A thing that gave us all much cause to regret.





“WHY, MY DEAREST DAUGHTER, you’ve brought forth a reformation here at Monticello,” Papa said, approving of the way I’d organized the larder. He’d come home that autumn to dote upon me and my baby girl, but had kind words for Tom, too, and the way he’d managed things.

This paternal praise fell on Tom like rain on dry, drought-ridden fields; my husband swelled with such pride that I began to wonder if he’d ever heard a kind word in his life. But we weren’t the only ones hanging upon my father’s every kind word. . . .

Sally Hemings put on her best dress for Papa’s homecoming, and I watched—while pretending not to watch—the reunion between my father and his lover, the first since the death of their child. But neither Papa, nor Sally, gave my prying eyes satisfaction. In fact, for some curious reason, my father kept a scrupulous distance from her.

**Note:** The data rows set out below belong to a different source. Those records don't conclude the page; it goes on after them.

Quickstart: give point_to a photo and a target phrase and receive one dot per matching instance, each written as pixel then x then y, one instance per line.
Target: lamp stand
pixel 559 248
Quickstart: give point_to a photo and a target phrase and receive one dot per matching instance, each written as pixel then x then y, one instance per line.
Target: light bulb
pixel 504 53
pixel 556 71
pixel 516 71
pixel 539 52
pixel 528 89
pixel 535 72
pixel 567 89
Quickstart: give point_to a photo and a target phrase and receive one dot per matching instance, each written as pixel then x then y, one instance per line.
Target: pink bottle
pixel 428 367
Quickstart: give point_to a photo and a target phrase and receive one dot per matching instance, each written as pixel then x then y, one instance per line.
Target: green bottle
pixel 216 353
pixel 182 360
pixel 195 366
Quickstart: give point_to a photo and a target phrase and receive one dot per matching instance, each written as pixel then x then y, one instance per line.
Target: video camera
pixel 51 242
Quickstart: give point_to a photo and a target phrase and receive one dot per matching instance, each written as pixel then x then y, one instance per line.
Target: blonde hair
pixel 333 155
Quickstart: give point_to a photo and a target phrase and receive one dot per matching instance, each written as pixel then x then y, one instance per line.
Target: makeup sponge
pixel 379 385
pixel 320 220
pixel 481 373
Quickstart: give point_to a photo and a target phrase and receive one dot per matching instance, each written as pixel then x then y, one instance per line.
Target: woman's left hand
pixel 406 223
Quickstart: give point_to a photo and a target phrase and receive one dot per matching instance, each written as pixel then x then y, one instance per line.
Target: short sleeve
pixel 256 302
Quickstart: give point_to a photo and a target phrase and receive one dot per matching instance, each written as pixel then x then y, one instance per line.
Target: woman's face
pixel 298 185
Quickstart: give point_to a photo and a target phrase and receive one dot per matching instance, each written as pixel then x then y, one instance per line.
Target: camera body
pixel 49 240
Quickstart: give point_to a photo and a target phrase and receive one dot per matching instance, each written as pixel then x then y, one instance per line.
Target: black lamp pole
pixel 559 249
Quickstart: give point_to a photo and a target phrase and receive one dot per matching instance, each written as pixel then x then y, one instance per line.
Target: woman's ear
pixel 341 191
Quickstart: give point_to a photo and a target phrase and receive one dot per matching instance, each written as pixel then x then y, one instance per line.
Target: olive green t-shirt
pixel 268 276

There were no flirtatious glances and—as if by silent assent—Sally no longer tended my father’s chambers. It was her older brother Martin who brought a daily bath of cold water for my father’s feet. I wondered if perhaps they were just keeping their affair secret, given all the girls now living in our house. In Paris they’d kept it secret . . . until they couldn’t. Papa had been shamed to be thought a seducer, but he was infatuated then. Maybe now the shame was stronger than the infatuation. Or maybe their sadness over the baby’s death had extinguished the fire of ardor between them completely.